1. Enable Pipeline Debugging During Development

master = GAXIMaster(..., pipeline_debug=True)  # Development
master = GAXIMaster(..., pipeline_debug=False) # Production

2. Use Appropriate Timeout Values

# Short timeout for fast testing
master = GAXIMaster(..., timeout_cycles=100)

# Long timeout for realistic conditions  
master = GAXIMaster(..., timeout_cycles=10000)

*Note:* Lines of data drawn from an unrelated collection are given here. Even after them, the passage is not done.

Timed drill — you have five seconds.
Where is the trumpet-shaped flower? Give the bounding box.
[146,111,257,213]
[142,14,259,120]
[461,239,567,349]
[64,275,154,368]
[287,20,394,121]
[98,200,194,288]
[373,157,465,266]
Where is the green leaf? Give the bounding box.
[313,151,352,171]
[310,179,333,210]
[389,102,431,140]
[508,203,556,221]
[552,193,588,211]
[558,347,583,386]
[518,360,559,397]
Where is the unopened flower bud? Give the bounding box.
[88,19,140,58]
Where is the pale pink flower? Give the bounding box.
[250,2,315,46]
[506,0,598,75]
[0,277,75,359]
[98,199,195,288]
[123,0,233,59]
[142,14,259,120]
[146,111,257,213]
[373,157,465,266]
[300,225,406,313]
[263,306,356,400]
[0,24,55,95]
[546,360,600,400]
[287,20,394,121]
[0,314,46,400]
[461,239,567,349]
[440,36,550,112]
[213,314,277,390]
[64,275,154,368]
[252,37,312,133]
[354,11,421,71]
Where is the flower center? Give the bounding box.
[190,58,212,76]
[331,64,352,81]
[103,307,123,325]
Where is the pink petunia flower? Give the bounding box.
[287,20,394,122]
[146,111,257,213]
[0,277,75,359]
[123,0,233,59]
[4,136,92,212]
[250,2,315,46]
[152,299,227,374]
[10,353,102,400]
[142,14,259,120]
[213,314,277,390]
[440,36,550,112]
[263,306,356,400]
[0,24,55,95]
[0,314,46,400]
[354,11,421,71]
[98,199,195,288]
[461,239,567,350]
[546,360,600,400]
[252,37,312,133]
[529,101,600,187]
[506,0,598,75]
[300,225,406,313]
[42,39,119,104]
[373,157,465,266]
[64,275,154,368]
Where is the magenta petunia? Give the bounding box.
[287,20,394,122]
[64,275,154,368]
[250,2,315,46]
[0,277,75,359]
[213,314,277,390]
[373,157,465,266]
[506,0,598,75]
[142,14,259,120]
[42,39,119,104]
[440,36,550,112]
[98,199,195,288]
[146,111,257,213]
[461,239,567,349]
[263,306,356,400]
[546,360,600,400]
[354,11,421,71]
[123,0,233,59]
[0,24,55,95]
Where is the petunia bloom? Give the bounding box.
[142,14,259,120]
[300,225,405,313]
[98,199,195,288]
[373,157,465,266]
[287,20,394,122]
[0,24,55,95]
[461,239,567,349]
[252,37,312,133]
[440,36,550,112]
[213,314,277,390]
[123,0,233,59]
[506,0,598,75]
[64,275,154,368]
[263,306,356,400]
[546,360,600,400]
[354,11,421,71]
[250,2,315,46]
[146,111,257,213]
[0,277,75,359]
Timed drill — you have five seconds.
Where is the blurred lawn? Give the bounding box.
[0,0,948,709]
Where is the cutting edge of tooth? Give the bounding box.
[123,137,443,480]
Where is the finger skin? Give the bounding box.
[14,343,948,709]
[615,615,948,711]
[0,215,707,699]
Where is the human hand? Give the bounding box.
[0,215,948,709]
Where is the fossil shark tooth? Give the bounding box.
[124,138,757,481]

3. Monitor Statistics Regularly

# Check statistics periodically
if transaction_count % 100 == 0:
    stats = master.get_stats()
    check_performance_requirements(stats)

4. Handle Reset Properly

# Reset before starting transactions
await master.reset_bus()

# Reset on error recovery
if error_detected:
    await master.reset_bus()

5. Use Memory Model for Complex Testing

# Create memory model for transaction validation
memory = MemoryModel(1024, 4, log=log)
master = GAXIMaster(..., memory_model=memory)

# Validate transactions through memory
await master.write_to_memory(packet)
success, data = await master.read_from_memory(packet)

The GAXIMaster provides a robust, high-performance foundation for GAXI transaction generation with comprehensive debugging, error recovery, and performance monitoring capabilities.